In its second quarter country report for Malawi, EIU, a British business within the Economist Group, expects the economy to grow by 3.6 percent in 2018 after accelerating to an estimated 4.5 percent in 2017, on the back of a bumper harvest, five percent in 2019, 4.9 percent in 2020, 4.5 percent in 2021 and 4.8 percent in 2022.

The EIU, which provides forecasting and advisory services through research and analysis, banks on improved maize production and plans to expand other cash crops, rising aid inflows and public capital investment as an important force behind an annual average real growth rate.

“Rising aid inflows and public capital investment will be important growth drivers for construction activity as government seeks to expedite projects

that address the country’s infrastructure deficit.

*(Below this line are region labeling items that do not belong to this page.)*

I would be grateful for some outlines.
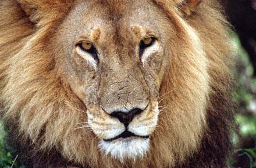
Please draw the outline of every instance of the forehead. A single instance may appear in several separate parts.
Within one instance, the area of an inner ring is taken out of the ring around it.
[[[108,32],[143,27],[157,33],[159,27],[168,22],[150,0],[79,1],[68,20],[76,24],[77,31],[85,34],[101,27]]]

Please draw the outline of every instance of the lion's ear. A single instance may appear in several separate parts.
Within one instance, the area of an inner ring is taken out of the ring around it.
[[[17,0],[21,9],[25,12],[31,22],[38,23],[41,19],[42,16],[40,14],[40,6],[36,1]]]
[[[179,1],[179,0],[176,1]],[[201,0],[183,1],[181,9],[182,11],[184,13],[185,16],[189,16],[193,13],[194,13],[196,10],[197,5],[200,3],[201,1]]]
[[[0,0],[1,1],[1,0]],[[44,19],[61,17],[68,11],[74,0],[16,0],[30,20],[38,23]]]

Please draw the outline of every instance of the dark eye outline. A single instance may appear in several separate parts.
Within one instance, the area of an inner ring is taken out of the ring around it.
[[[79,48],[83,52],[86,52],[90,54],[91,55],[93,58],[97,61],[97,63],[99,62],[99,57],[98,57],[98,52],[96,48],[94,47],[94,46],[91,44],[91,48],[89,50],[86,50],[83,47],[83,43],[84,43],[84,42],[80,42],[77,44],[77,46],[79,47]]]
[[[152,46],[155,42],[157,41],[157,38],[154,36],[150,36],[147,38],[150,38],[151,39],[151,42],[150,43],[146,45],[144,43],[143,39],[142,39],[140,42],[140,49],[138,51],[138,54],[140,56],[140,57],[141,58],[142,55],[143,54],[143,53],[144,52],[145,50],[147,48]]]

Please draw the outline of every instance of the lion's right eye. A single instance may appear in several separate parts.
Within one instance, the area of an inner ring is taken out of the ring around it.
[[[139,50],[139,54],[140,57],[142,56],[146,48],[152,46],[155,41],[156,41],[155,38],[152,36],[148,36],[143,39],[140,41],[140,50]]]
[[[77,46],[83,52],[90,54],[97,63],[99,62],[98,52],[91,43],[82,42],[79,43]]]

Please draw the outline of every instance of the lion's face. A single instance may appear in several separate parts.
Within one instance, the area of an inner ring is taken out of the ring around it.
[[[134,1],[120,13],[108,10],[118,3],[90,1],[61,26],[57,64],[86,107],[81,127],[92,129],[99,148],[120,160],[141,157],[158,123],[172,25],[150,1]]]

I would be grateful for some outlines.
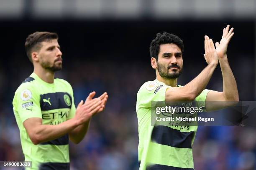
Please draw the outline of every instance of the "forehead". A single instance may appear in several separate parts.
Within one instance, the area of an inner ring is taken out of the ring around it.
[[[46,40],[41,42],[42,47],[47,48],[51,46],[59,46],[57,39],[52,39]]]
[[[181,53],[182,52],[180,48],[173,43],[161,44],[159,48],[159,54],[164,53]]]

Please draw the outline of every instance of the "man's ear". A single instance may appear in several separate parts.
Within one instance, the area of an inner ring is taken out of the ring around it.
[[[39,60],[38,53],[36,52],[32,52],[31,54],[31,58],[32,61],[38,61]]]
[[[151,62],[151,66],[153,68],[155,69],[157,66],[157,63],[156,63],[156,59],[155,58],[152,57],[151,58],[151,60],[150,60]]]

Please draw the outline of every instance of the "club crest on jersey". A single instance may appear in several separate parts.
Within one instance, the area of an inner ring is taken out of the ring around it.
[[[156,82],[151,82],[148,83],[146,85],[146,89],[148,91],[151,91],[154,89],[156,86],[158,85],[158,83]]]
[[[71,100],[70,100],[70,98],[69,96],[67,94],[64,95],[64,101],[66,103],[66,104],[68,106],[69,106],[71,105]]]
[[[28,100],[30,99],[31,97],[32,93],[29,90],[24,90],[20,93],[20,98],[23,101]]]

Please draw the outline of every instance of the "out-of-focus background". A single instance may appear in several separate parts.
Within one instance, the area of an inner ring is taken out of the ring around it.
[[[184,40],[184,85],[206,66],[204,36],[215,42],[235,28],[228,50],[241,100],[255,100],[255,0],[0,0],[0,161],[23,160],[12,110],[15,90],[33,72],[26,37],[57,32],[63,69],[76,105],[107,91],[105,110],[85,139],[70,145],[72,170],[138,169],[137,92],[155,78],[149,44],[164,31]],[[222,90],[219,67],[207,88]],[[195,169],[256,169],[256,127],[200,126],[193,145]]]

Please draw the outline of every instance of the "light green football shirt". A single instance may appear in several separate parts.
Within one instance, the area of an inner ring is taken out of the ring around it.
[[[151,101],[164,101],[168,88],[172,87],[155,80],[145,83],[138,92],[136,111],[140,170],[193,169],[192,145],[197,126],[151,125]],[[195,101],[204,101],[199,102],[201,105],[197,107],[205,108],[209,91],[204,90],[196,98]]]
[[[32,168],[26,169],[38,170],[47,166],[69,169],[68,134],[35,145],[23,123],[28,118],[39,118],[43,124],[54,125],[72,118],[76,108],[69,83],[58,78],[48,83],[33,73],[18,88],[13,105],[25,161],[32,161]]]

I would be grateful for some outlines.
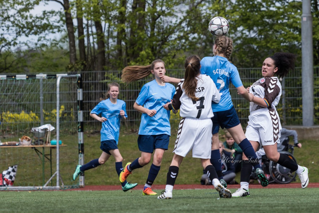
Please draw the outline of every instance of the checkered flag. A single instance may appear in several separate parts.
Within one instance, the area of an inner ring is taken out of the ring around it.
[[[10,186],[13,185],[18,167],[17,165],[9,166],[8,169],[2,172],[0,176],[0,186]]]

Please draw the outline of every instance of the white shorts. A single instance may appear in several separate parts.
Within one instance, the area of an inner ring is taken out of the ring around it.
[[[192,150],[193,157],[210,159],[212,126],[210,118],[182,118],[173,152],[186,157]]]
[[[248,118],[245,134],[249,141],[258,141],[263,146],[280,143],[281,125],[277,111],[261,109],[251,114]]]

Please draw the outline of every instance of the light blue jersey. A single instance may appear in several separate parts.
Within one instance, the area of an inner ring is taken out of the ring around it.
[[[106,118],[107,120],[102,123],[101,129],[101,141],[114,140],[118,143],[120,134],[120,121],[122,116],[120,111],[124,110],[124,116],[127,118],[126,114],[126,104],[122,100],[118,99],[116,104],[111,102],[110,99],[102,101],[98,104],[91,111],[92,114]]]
[[[143,86],[136,102],[145,108],[156,110],[156,113],[152,117],[142,114],[138,134],[171,135],[170,111],[163,106],[171,102],[175,90],[172,84],[166,83],[165,86],[160,86],[155,80]]]
[[[242,86],[237,68],[226,58],[216,56],[205,57],[200,62],[201,73],[210,76],[220,94],[218,103],[212,103],[213,112],[227,110],[233,106],[229,93],[229,82],[239,87]]]

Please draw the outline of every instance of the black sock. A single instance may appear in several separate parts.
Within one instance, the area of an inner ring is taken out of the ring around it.
[[[253,167],[251,166],[251,164],[249,162],[243,161],[240,172],[240,182],[249,183]]]
[[[168,168],[166,178],[166,185],[174,186],[175,181],[178,174],[178,167],[175,166],[171,166]]]
[[[214,167],[214,166],[213,165],[209,165],[206,166],[206,168],[205,168],[205,171],[206,172],[206,174],[209,178],[209,179],[211,181],[212,183],[213,182],[213,179],[214,178],[218,179],[218,176],[217,175],[217,173],[216,173],[215,167]]]
[[[280,155],[277,163],[293,171],[294,171],[298,169],[298,164],[293,160],[286,154],[282,153],[279,154]]]

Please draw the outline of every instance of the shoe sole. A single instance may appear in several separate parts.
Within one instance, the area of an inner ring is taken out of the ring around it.
[[[142,193],[143,194],[143,195],[158,195],[158,194],[157,194],[157,193],[156,193],[156,194],[145,194],[145,193],[144,192],[143,192]]]
[[[157,197],[158,199],[159,199],[160,200],[164,200],[164,199],[172,199],[171,197],[161,197],[161,196],[162,196],[162,194]]]
[[[233,196],[232,197],[249,197],[250,195],[247,195],[245,196]]]
[[[136,184],[136,185],[135,185],[135,186],[133,186],[132,188],[130,188],[129,189],[126,189],[126,190],[123,190],[123,189],[122,189],[122,190],[123,190],[123,192],[127,192],[127,191],[129,191],[130,189],[132,189],[133,188],[134,188],[134,187],[135,187],[135,186],[136,186],[137,185]]]
[[[257,175],[258,179],[260,180],[260,184],[263,187],[265,187],[269,184],[269,181],[266,178],[265,175],[263,174],[260,174]]]
[[[75,171],[77,171],[77,168],[78,168],[78,166],[77,165],[75,167]],[[74,173],[75,173],[75,171],[74,172]],[[73,181],[74,181],[74,180],[75,180],[76,179],[77,179],[77,178],[78,178],[78,177],[80,173],[81,173],[81,171],[80,171],[80,172],[79,172],[77,174],[77,175],[75,176],[75,178],[74,178],[74,174],[73,174],[73,175],[72,176],[72,180],[73,180]]]
[[[304,167],[304,168],[305,169],[307,169],[307,174],[309,173],[309,170],[308,169],[308,168],[307,168],[307,167]],[[308,179],[307,179],[307,180],[306,181],[306,184],[304,185],[303,186],[302,184],[302,183],[301,184],[301,188],[304,189],[304,188],[307,188],[307,186],[308,186],[308,184],[309,183],[309,177],[308,177]]]
[[[230,198],[232,197],[232,193],[230,191],[224,188],[221,185],[217,187],[215,187],[215,189],[219,193],[220,197],[221,194],[222,194],[221,197],[224,198]]]

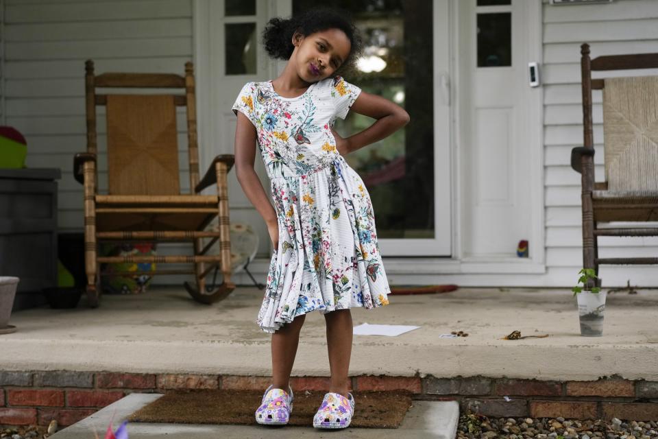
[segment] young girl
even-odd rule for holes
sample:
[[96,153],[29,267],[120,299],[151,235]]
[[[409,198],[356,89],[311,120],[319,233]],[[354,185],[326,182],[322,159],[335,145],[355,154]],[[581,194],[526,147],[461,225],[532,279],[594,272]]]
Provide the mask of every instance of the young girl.
[[[288,20],[273,19],[263,40],[271,57],[288,62],[278,78],[245,85],[233,106],[236,174],[267,222],[275,249],[257,319],[263,331],[273,333],[273,382],[256,419],[287,423],[300,330],[305,314],[317,310],[326,320],[331,385],[313,426],[344,428],[354,410],[348,392],[350,308],[387,305],[390,290],[369,195],[343,156],[390,135],[409,117],[337,75],[354,64],[361,44],[344,14],[315,9]],[[332,126],[350,108],[376,121],[343,139]],[[273,207],[254,170],[256,143]]]

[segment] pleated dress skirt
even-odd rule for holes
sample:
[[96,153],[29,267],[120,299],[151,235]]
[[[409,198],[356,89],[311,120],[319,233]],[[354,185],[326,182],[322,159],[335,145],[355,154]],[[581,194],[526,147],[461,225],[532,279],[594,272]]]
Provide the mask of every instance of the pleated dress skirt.
[[313,171],[271,176],[279,228],[257,323],[273,333],[297,316],[388,305],[370,196],[334,150]]

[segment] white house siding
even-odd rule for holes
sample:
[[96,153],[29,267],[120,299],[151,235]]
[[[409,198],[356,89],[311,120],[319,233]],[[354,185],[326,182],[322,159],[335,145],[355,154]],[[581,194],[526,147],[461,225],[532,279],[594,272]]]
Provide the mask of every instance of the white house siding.
[[[80,230],[82,186],[73,180],[71,167],[73,154],[84,151],[86,146],[84,60],[93,59],[97,73],[182,73],[184,62],[193,58],[193,0],[0,0],[0,5],[4,27],[3,123],[16,127],[27,139],[29,166],[62,169],[60,227]],[[573,284],[575,273],[582,265],[579,174],[569,165],[571,148],[580,145],[583,139],[579,46],[589,43],[593,56],[658,52],[658,1],[615,0],[609,4],[557,6],[545,0],[543,27],[546,274],[460,274],[446,265],[436,271],[395,276],[393,282],[556,287]],[[600,101],[595,93],[599,181],[603,178]],[[104,113],[99,111],[98,117],[102,149]],[[187,191],[186,139],[180,112],[179,126],[184,170],[181,186]],[[106,161],[102,152],[99,161],[102,167]],[[101,174],[100,177],[103,189],[106,176]],[[261,237],[259,250],[267,254],[267,229],[234,180],[230,191],[232,220],[245,220],[256,226]],[[603,257],[658,254],[658,239],[653,237],[605,237],[600,243]],[[262,279],[268,262],[263,257],[254,264],[257,277]],[[428,265],[433,263],[426,262]],[[655,266],[603,266],[601,271],[607,286],[625,285],[627,280],[633,285],[658,285]],[[167,277],[158,280],[173,281]],[[244,276],[236,280],[248,282]]]
[[[592,58],[658,52],[658,1],[614,0],[579,5],[545,1],[543,16],[547,276],[551,284],[568,284],[582,266],[583,258],[580,174],[570,165],[571,148],[583,143],[580,45],[588,43]],[[601,92],[595,91],[593,100],[596,181],[603,181]],[[599,243],[601,257],[658,255],[658,238],[654,237],[603,237]],[[602,265],[600,276],[608,286],[625,285],[628,280],[632,285],[658,286],[655,265]]]

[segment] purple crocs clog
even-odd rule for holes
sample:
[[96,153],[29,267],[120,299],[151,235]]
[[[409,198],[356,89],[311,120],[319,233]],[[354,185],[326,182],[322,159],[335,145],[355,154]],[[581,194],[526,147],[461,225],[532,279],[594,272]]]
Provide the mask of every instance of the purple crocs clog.
[[346,428],[354,414],[354,397],[351,393],[345,398],[330,392],[324,395],[322,404],[313,416],[313,427],[322,429]]
[[260,407],[256,411],[256,422],[263,425],[285,425],[293,412],[293,389],[289,392],[270,385],[263,395]]

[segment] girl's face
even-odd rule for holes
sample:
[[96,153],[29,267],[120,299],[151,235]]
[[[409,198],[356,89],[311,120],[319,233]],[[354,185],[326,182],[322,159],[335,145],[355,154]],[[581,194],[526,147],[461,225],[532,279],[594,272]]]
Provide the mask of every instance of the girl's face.
[[352,43],[345,32],[328,29],[304,36],[293,35],[297,75],[306,82],[330,77],[350,56]]

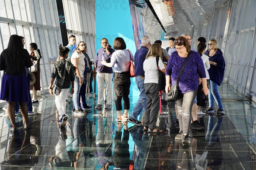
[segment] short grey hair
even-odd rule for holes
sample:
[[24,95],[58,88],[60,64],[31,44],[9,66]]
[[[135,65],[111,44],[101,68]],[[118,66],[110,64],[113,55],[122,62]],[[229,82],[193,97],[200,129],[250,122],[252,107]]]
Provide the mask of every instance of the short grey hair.
[[148,44],[151,40],[148,36],[145,36],[141,39],[141,44]]
[[184,37],[185,36],[189,36],[189,37],[190,37],[190,36],[189,35],[187,34],[182,34],[181,35],[180,35],[180,37]]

“However, one major drag on growth will be the tobacco sector, production is set to register little or no growth during the forecast period. In the power sector, frequent load-shedding and outages will remain an issue throughout the forecast period even though water levels at dams should improve as the period progresses,” reads the report in part.

Gondwe earlier told Parliament that if the macroeconomic environment is managed well as it is now, the economic growth rate could reach seven percent in the medium-term.

Treasury has projected a gross domestic product (GDP) growth rate of four percent for 2018, according to the 2018 Malawi Annual Economic Report, observing that growth will be driven mainly by good performance in the human health and social work, financial and insurance services, wholesale and retail trade, public administration and defence, information and communication, and transportation and storage.

Malawi Confederation of Chambers of Commerce and Industry (MCCCI) chief executive officer Chancellor Kaferapanjira said a modest GDP growth forecast is not enough to fix the economy, observing that the country’s export base is narrow and commodity-based which is also prone to climatic conditions.

He said Malawi needs at least seven percent growth rate for a sustained period of not less than six years to bring change in the economic development of the country.

“The quality of growth and the sectors in which the growth is generated matters. Sustainable growth cannot, and will not, happen without private sector prosperity,” he said.